Salem fiction collage

And after Salem Belle: Ye Lyttle Salem Maid: a Story of Witchcraft (1898) by Pauline Bradford Mackie, Lucy Foster Madison’s Maid of Salem Town (1906), Dulcibel by Henry Peterson (1907), and Frederick Sterling’s A Fair Witch (1911), and others—most were popular and reprinted continuously in the first decades of the nineteenth century. This is a 1934 edition which illustrates the type of covers I crave almost perfectly.

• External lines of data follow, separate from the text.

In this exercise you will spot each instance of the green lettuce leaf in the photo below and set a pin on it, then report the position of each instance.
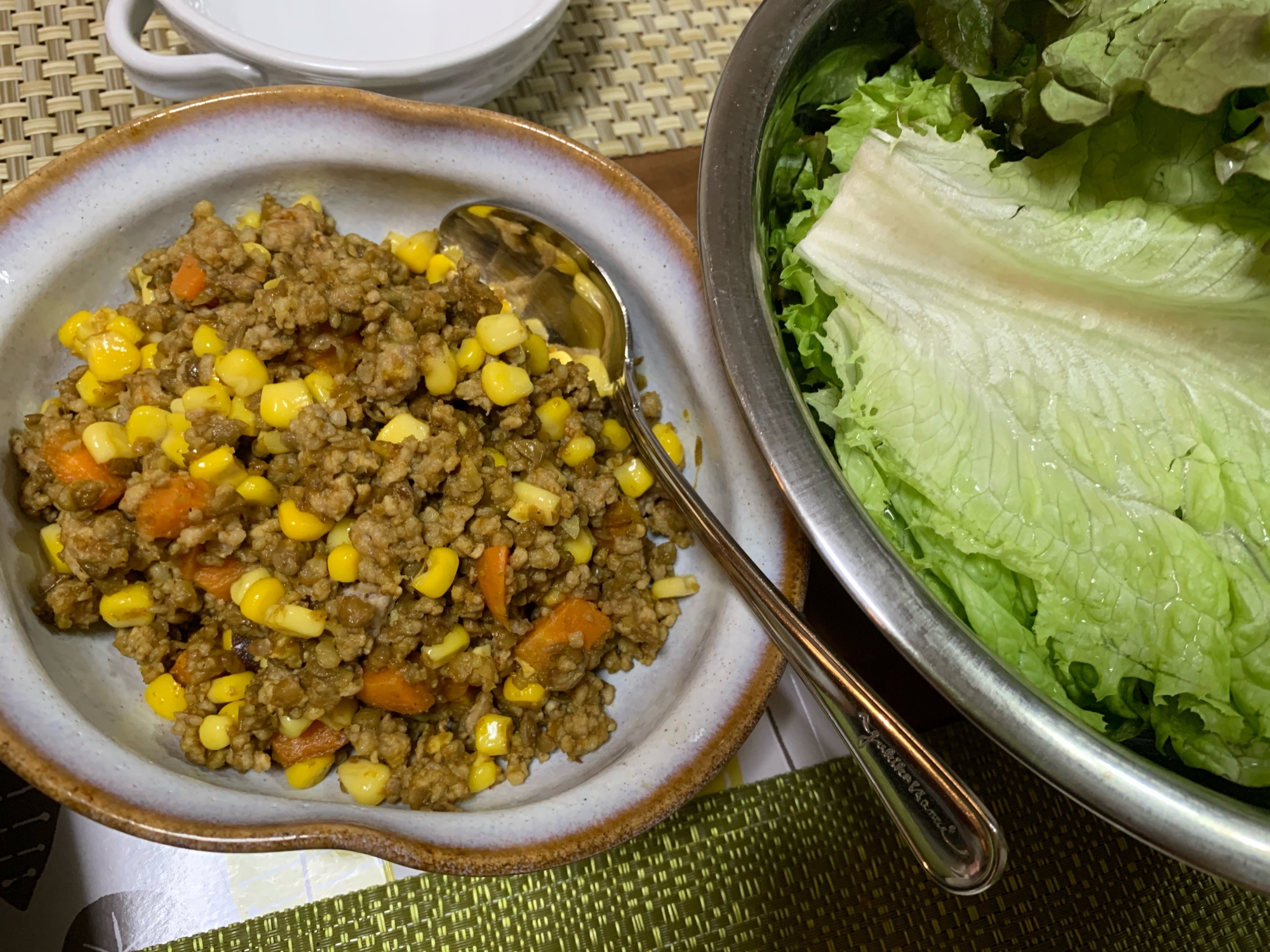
(1066, 412)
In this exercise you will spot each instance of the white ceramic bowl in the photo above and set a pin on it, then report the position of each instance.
(72, 715)
(429, 50)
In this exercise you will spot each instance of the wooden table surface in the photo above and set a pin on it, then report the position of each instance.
(830, 610)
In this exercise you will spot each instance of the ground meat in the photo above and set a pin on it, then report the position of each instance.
(389, 670)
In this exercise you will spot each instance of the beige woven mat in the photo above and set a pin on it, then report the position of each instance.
(623, 78)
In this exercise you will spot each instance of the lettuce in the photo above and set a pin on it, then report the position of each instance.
(1055, 404)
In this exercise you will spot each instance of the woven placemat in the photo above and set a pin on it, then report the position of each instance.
(623, 78)
(802, 861)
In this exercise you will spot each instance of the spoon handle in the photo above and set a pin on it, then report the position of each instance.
(954, 837)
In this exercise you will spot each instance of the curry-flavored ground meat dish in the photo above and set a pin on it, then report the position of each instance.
(344, 506)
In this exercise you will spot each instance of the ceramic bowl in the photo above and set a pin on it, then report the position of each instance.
(73, 719)
(464, 54)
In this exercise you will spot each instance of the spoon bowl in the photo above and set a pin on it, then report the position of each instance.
(547, 277)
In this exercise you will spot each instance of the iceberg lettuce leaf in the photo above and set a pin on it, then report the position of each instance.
(1069, 409)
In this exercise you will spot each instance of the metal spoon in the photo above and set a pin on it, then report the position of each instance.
(548, 277)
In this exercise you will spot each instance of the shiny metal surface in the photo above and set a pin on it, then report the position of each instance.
(1192, 823)
(953, 836)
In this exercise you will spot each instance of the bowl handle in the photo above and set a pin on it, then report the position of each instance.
(171, 77)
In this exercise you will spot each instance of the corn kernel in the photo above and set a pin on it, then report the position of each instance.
(492, 736)
(554, 414)
(128, 607)
(534, 503)
(581, 548)
(438, 742)
(297, 620)
(578, 450)
(599, 374)
(97, 394)
(112, 357)
(440, 576)
(214, 733)
(505, 384)
(283, 403)
(403, 426)
(242, 371)
(258, 253)
(274, 442)
(107, 441)
(175, 445)
(220, 466)
(498, 333)
(244, 582)
(676, 587)
(293, 727)
(617, 435)
(321, 384)
(341, 715)
(126, 328)
(309, 774)
(338, 535)
(239, 412)
(147, 423)
(471, 356)
(51, 538)
(344, 563)
(439, 267)
(208, 342)
(258, 489)
(299, 525)
(76, 331)
(166, 697)
(670, 441)
(364, 781)
(457, 640)
(537, 359)
(260, 598)
(440, 373)
(417, 251)
(526, 694)
(482, 775)
(231, 687)
(633, 478)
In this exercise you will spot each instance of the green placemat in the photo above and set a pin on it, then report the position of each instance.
(803, 861)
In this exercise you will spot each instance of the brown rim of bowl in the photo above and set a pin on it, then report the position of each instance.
(83, 797)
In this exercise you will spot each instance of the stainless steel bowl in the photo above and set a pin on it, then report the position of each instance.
(1198, 826)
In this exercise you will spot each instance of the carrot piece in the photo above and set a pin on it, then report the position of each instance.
(166, 512)
(317, 741)
(215, 579)
(190, 281)
(388, 690)
(77, 465)
(552, 634)
(492, 578)
(336, 360)
(181, 670)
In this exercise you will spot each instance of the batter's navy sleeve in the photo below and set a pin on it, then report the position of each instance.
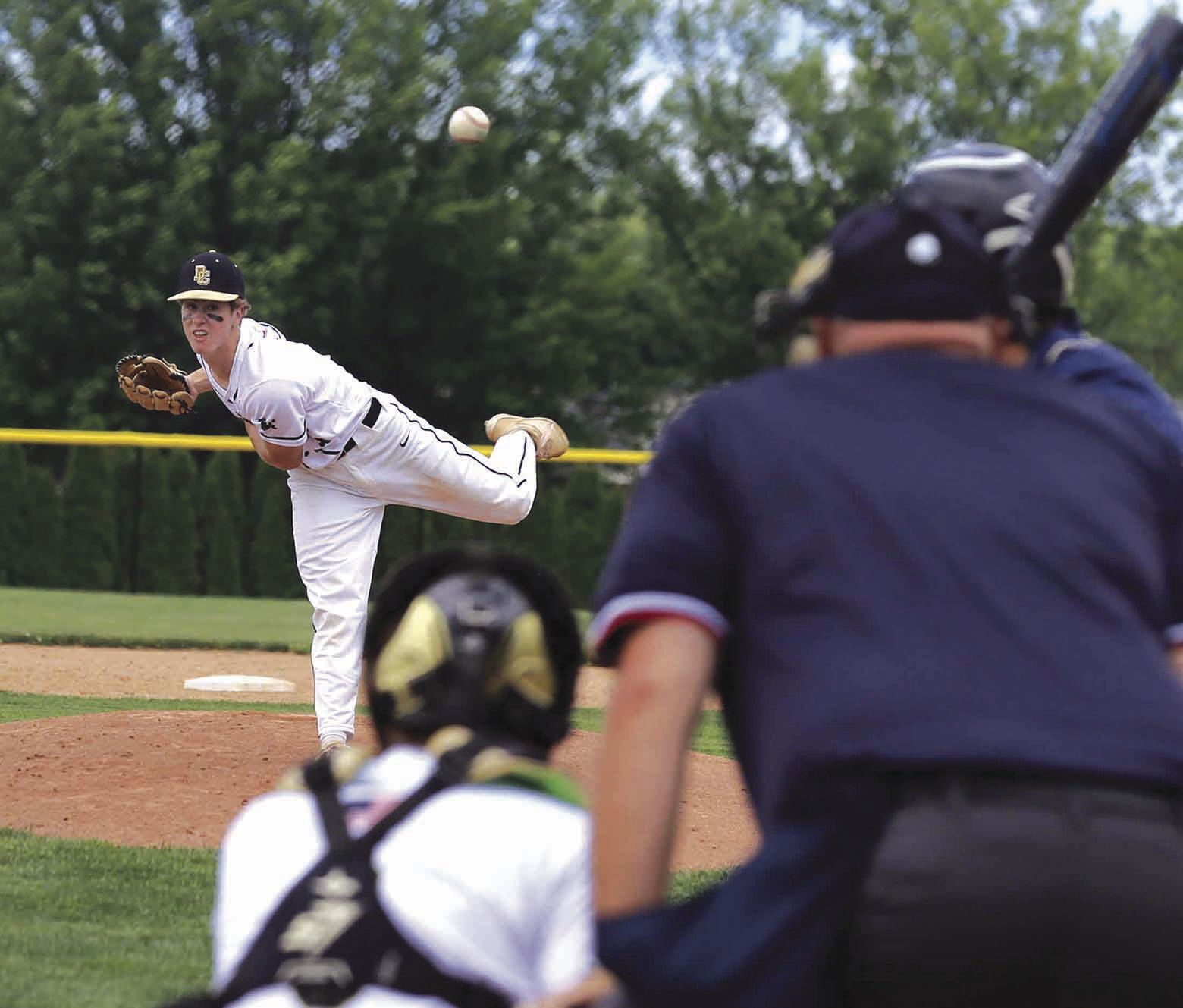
(1073, 355)
(676, 548)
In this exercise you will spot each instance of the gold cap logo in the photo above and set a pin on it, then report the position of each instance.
(814, 268)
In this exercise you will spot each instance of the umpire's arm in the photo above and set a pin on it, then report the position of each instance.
(665, 670)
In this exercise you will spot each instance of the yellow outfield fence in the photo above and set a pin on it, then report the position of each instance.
(218, 443)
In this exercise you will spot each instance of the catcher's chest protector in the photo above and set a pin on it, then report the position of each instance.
(329, 936)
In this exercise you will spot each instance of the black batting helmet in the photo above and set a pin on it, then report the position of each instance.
(473, 638)
(995, 187)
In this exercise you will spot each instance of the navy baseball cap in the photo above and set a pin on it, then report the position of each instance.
(899, 260)
(209, 276)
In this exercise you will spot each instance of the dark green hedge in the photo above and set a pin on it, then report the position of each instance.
(219, 523)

Fictional Salem Maid of Salem Towne

One novel from this era that doesn’t quite fit into the endangered-Salem-maid category is Esther Forbes’ Mirror for Witches, which was first published in 1928 and was seldom out of print for the rest of the century. With its provocative woodcut illustrations by Robert Gibbings and its seventeenth-century “voice” (of a girl who witnessed her parents’ burning for witchcraft before she came to Salem), this tale is pretty graphic in more ways than one: the New York Times assessed it as a “strange, eerie book” and a “unique achievement”. It’s hard to believe that Forbes was also the author of Johnny Tremaine!

Mirror collage

Salem Fiction Mirror for Witches 1928

Plots get lot more modernly romantic as the twentieth century progresses, of course, resulting in novels like Mildred Reid’s The Devil’s Handmaidens (1951), in which Puritan maiden Hope Farrell is betrothed to a wealthy Salem magistrate when the object of her affection, handsome young sailor Dan Marston, is captured by slave traders on one of his annual voyages. When he returns eventually, she confesses her love for him but maintains that “a Godly maiden does not break a troth”, and heartbroken Dan yields to the wanton wiles of a certain Submit Tibby (I kid you not). Meanwhile, all hell breaks loose when the Salem Village girls start their fits, and Hope’s own mother is drawn into their net. It’s all there on the cover, how could I resist it? A least we have a little maritime history here. A romantic rivalry also fuels the plot of John Jenning’s The Salem Frigate (1946) which moves the setting up to the Salem’s golden age. The covers below (hardcover and paperback) are a little deceiving: we’re in the realm of men now.

Salem Fiction Devils

Salem Frigate collage

The realm of men (or boys) generally necessitates a wartime setting for Salem novels: the Salem Frigate was set primarily during the War of 1812, and a series of adventurous Salem boys books from earlier in the century featured the American Revolution: The Armed Ship America; or When we Sailed from Salem (1900) was part of James Otis’s Boy’s Own Series, A Patriot Lad of Old Salem (1925) was one volume in a series of Patriot Lads books written by Russell Gordon Carter. Mildred Flagg’s A Boy of Salem (1939), a companion to the author’s Plymouth Maid, is set in the time of seventeenth-century settlement, not that of the later trials. All these Salem boys have a great deal of freedom of mobility: they face the frontier and trials which are largely self-imposed, in stark contrast to those of their fictional female counterparts who were confined to the suffocating world of Salem, 1692.